Tomb Raider, the 2013 reboot

660 words.

I was getting a bit tired of Assassin’s Creed Revelations, so I took a short break and finally played Tomb Raider, which I had gotten in a Steam sale. There’s no doubt it’s one of the best games of 2013.

For the record, I’ve never been a fan of the Tomb Raider games. Originally, they were largely nothing more than jumping puzzles, but honestly I haven’t played any of the hundreds of TR games since the original few, so I’m not sure what they’ve evolved into. All I know is that 2013 Tomb Raider bears no resemblance to the Tomb Raiders I remember.

The new Tomb Raider plays almost exactly like Uncharted, which is not surprising since Uncharted was clearly a derivative of earlier versions of Tomb Raider. (Both of which are descended in some way from the Indiana Jones franchise.)

There are basically three elements to the game: The evolving story, solving jumping and logic puzzles, and shooting bad guys. Oh, and some exploration to find hidden things if you want, but that’s optional. There aren’t really any “tombs” involved, per se, unless you do some optional side quests.

The game delivers on those main three elements almost perfectly. The story was great, the puzzles were great, and the shooting was great. The puzzles were not exactly difficult, but I expect that is by design. Unlike Bioshock Infinite, when I was always anxious to get past the “game part” to get back to the “story part,” I almost never felt like the gameplay was a chore. (With one exception noted below.)
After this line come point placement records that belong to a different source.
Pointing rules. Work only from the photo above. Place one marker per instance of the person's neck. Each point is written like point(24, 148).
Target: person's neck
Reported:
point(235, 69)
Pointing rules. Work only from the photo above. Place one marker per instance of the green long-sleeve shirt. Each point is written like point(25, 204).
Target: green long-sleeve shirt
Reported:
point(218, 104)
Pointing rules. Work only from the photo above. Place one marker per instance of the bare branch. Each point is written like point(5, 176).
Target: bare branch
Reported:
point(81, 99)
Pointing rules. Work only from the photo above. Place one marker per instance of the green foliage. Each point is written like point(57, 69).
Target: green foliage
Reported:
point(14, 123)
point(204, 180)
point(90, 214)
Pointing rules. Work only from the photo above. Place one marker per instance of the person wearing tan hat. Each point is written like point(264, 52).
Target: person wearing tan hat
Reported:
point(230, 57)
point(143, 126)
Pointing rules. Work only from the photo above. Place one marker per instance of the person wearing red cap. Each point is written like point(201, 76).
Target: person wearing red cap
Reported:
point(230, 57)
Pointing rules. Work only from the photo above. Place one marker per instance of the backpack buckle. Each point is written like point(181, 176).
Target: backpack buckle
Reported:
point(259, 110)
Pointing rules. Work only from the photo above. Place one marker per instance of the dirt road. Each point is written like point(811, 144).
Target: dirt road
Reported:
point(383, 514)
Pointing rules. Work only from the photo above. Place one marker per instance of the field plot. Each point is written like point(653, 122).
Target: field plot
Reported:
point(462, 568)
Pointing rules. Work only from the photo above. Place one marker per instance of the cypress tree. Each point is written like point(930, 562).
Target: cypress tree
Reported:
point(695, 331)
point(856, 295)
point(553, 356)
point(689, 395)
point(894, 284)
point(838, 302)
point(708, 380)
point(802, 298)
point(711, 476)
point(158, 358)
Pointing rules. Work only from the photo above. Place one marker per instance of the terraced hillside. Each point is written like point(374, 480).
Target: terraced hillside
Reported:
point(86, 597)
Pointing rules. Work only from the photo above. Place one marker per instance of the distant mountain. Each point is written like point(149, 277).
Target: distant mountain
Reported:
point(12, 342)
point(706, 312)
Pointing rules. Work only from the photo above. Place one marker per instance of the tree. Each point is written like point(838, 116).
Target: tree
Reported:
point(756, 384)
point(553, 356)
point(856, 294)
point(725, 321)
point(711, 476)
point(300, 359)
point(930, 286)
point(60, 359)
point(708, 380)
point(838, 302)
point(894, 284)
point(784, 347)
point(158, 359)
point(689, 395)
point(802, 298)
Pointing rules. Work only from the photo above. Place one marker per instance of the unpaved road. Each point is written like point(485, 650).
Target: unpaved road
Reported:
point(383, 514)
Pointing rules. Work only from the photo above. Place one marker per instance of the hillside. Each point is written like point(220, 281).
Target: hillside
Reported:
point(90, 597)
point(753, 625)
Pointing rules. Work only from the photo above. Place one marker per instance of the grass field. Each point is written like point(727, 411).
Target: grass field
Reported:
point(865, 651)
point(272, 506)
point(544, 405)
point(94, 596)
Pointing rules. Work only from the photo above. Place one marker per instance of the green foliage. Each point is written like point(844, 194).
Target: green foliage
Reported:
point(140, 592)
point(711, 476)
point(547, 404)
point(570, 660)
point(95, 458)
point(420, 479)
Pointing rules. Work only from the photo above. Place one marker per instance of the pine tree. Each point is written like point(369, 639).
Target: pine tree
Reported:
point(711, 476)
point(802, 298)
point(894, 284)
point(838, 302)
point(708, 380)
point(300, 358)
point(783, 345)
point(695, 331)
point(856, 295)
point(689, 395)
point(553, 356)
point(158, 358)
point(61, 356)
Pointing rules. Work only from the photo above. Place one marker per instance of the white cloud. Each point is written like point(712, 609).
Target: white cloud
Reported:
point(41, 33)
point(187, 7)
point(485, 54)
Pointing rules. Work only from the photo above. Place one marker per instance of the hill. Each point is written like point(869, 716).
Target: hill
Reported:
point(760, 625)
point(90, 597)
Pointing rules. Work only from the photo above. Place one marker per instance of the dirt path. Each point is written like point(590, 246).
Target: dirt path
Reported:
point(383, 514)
There was only one part of the game that annoyed me, which I have to get off my chest. Toward the end, when the pace of the story was picking up, and everything was clearly driving toward the final confrontation at an accelerating pace, you come into this room where you had to figure out how to work a combination of levers and jump on things to get through a hole in the wall. Up to this point, most of the puzzles had been fairly straightforward. I struggled a bit until Lara herself gave me a hint (she does that now and then), then I smacked myself in the head and moved the big thingy down into the right position so I could jump through the hole up there … except I couldn’t jump that far. Then I realized you had to get the big thingy swinging, jump onto it, then jump over to the wall, scramble up and through the hole. I knew in my head exactly how it should go. But getting Lara to actually do those steps took many, many tries. You have to time the jumps just right, execute the scrambles just right, and grab the ledges just right. It drives me absolutely crazy when a game forces you to executes moves just right before you can proceed. I am not 12 years old anymore. I do not have nearly enough patience to sit and do the same tasks over and over and over again until I get it right. (Honestly I don’t think I liked it much when I was 12, either.) And all the while, in the unfolding story, Lara is supposed to be getting into this place to stop something from happening before it’s too late. And she’s stuck in this stupid room, running and jumping and climbing over and over again. “Hold on, evil bad guy, just wait, let me get through this door, just a minute, almost there, almost got it.” Arg! I get why they would save the harder puzzles for the end, but it killed the pace of the story.

Other than that, the game was awesome. It’s a pretty brutal story though. It’s not a light-hearted adventure romp like you might expect from a Tomb Raider game. It’s more of a survival horror type of game to be honest. There’s blood and guts and corpses everywhere.